= Bettina Korek =

American arts advocate (born 1978)

Bettina Korek (born 1978) is an American arts advocate, writer, and the founder of ForYourArt, a public practice organization based in Los Angeles. She founded ForYourArt a platform to produce and distribute artists’ work. Korek is also a member of the Los Angeles County Arts Commission

==Early life and education==

Bettina Korek was born and raised in Southern California. She grew up in Van Nuys, a suburb of Los Angeles and later in Westwood, to a father in finance and a mother in graphic design. Her mother often took her on trips “up over the hill” to Los Angeles County Museum of Art (LACMA) and instilled in her a deep passion for the arts. Korek studied art history at Princeton University and spent a year studying French in Paris. She returned to Los Angeles after graduation to work in the prints and drawing department of LACMA, where she worked for Kevin Salation. Korek founded ForYourArt to create more public engagement with the growing Los Angeles art scene.

==Career==

=== ForYourArt ===
Korek founded ForYourArt to create more public engagement with the growing Los Angeles art scene. The company, which launched in 2006, publishes a weekly newsletter listing art-related events and cultural happenings in Los Angeles. From 2011 to 2015, ForYourArt operated a brick-and-mortar space in mid-city Los Angeles that hosted short-term events and exhibits in coordination with museums and other partners around the city. The inaugural event was a 24-hour donut buffet in collaboration with LACMA's 24-hour screening of Christian Marclay's The Clock. In 2013 as part of the Hammer Museum’s Arts ReStore LA project, Bettina Korek and ForYourArt transformed an empty Westwood Boulevard storefront into a temporary gallery titled Give Good Art.

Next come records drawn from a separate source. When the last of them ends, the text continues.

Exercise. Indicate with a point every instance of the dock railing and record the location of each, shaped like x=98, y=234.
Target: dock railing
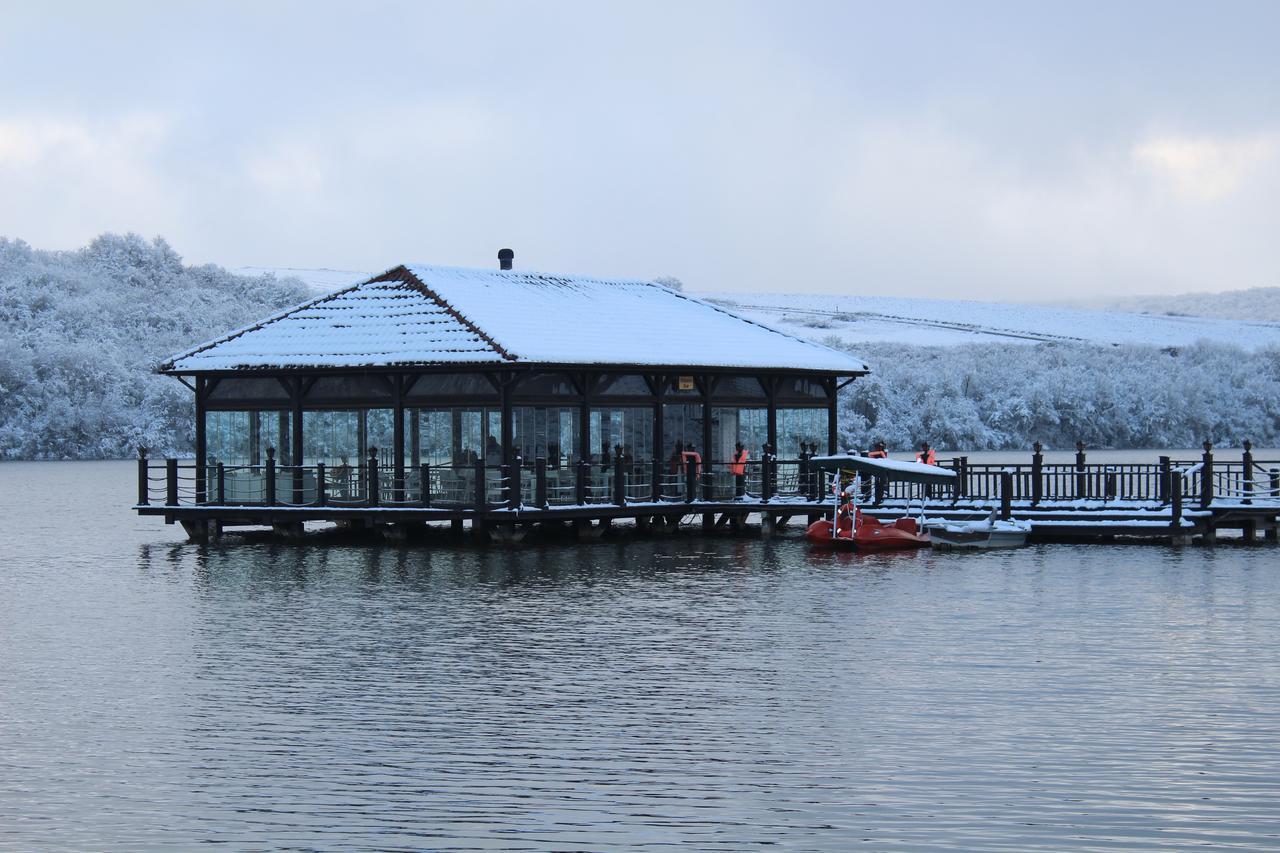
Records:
x=534, y=484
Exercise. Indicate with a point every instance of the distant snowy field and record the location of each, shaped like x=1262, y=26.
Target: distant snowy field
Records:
x=882, y=319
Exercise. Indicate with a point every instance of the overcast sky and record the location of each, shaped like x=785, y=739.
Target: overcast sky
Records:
x=1011, y=150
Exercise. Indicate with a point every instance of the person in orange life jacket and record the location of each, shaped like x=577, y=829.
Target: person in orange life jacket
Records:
x=737, y=468
x=927, y=457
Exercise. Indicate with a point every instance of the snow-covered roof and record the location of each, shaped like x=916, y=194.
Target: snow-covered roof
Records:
x=444, y=315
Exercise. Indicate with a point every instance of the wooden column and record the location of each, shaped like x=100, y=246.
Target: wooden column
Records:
x=296, y=398
x=296, y=450
x=508, y=428
x=1037, y=473
x=1082, y=486
x=832, y=427
x=1207, y=475
x=771, y=391
x=398, y=441
x=659, y=454
x=707, y=424
x=1247, y=483
x=201, y=442
x=584, y=427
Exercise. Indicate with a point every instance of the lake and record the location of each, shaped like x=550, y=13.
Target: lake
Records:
x=717, y=693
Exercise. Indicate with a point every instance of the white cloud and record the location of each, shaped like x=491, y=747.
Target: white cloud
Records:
x=1206, y=168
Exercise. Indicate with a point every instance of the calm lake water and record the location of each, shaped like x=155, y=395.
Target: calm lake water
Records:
x=716, y=693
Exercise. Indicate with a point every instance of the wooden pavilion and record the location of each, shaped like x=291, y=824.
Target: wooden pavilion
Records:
x=428, y=374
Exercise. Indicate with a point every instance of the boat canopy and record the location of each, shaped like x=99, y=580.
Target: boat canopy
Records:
x=887, y=468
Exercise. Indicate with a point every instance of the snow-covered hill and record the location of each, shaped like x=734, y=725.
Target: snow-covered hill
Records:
x=320, y=281
x=880, y=319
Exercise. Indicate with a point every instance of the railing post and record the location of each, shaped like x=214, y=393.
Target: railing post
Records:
x=540, y=482
x=270, y=477
x=804, y=469
x=297, y=483
x=620, y=478
x=1082, y=483
x=144, y=486
x=512, y=482
x=1207, y=475
x=1248, y=471
x=814, y=483
x=1037, y=473
x=768, y=478
x=1175, y=498
x=170, y=477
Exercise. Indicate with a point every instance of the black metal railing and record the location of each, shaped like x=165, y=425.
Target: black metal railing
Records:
x=534, y=484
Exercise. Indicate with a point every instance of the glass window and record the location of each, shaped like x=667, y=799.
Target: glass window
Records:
x=627, y=427
x=801, y=388
x=681, y=428
x=242, y=437
x=343, y=437
x=351, y=387
x=250, y=388
x=801, y=425
x=545, y=384
x=731, y=425
x=739, y=387
x=551, y=432
x=624, y=386
x=451, y=384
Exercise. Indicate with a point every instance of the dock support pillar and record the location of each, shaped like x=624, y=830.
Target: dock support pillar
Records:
x=291, y=530
x=195, y=529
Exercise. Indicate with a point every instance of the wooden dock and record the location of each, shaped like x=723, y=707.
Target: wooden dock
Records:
x=1170, y=500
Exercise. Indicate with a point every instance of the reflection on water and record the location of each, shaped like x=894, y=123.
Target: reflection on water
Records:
x=718, y=693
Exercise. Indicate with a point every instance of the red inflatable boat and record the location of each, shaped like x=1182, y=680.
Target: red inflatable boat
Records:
x=862, y=532
x=868, y=534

=== Positions and affiliation ===
Korek has organized gallery programs for the Getty´s Pacific Standard Time initiative.

Since 2011 Korek has been a member of the Los Angeles County Arts Commission and served as its president from 2016 to 2017.

In 2019 Frieze Fairs was launched in Los Angeles with Korek as executive director of the Southern California fair.

In March 2020 Korek replaced Yana Peel as chief executive of the Serpentine Galleries.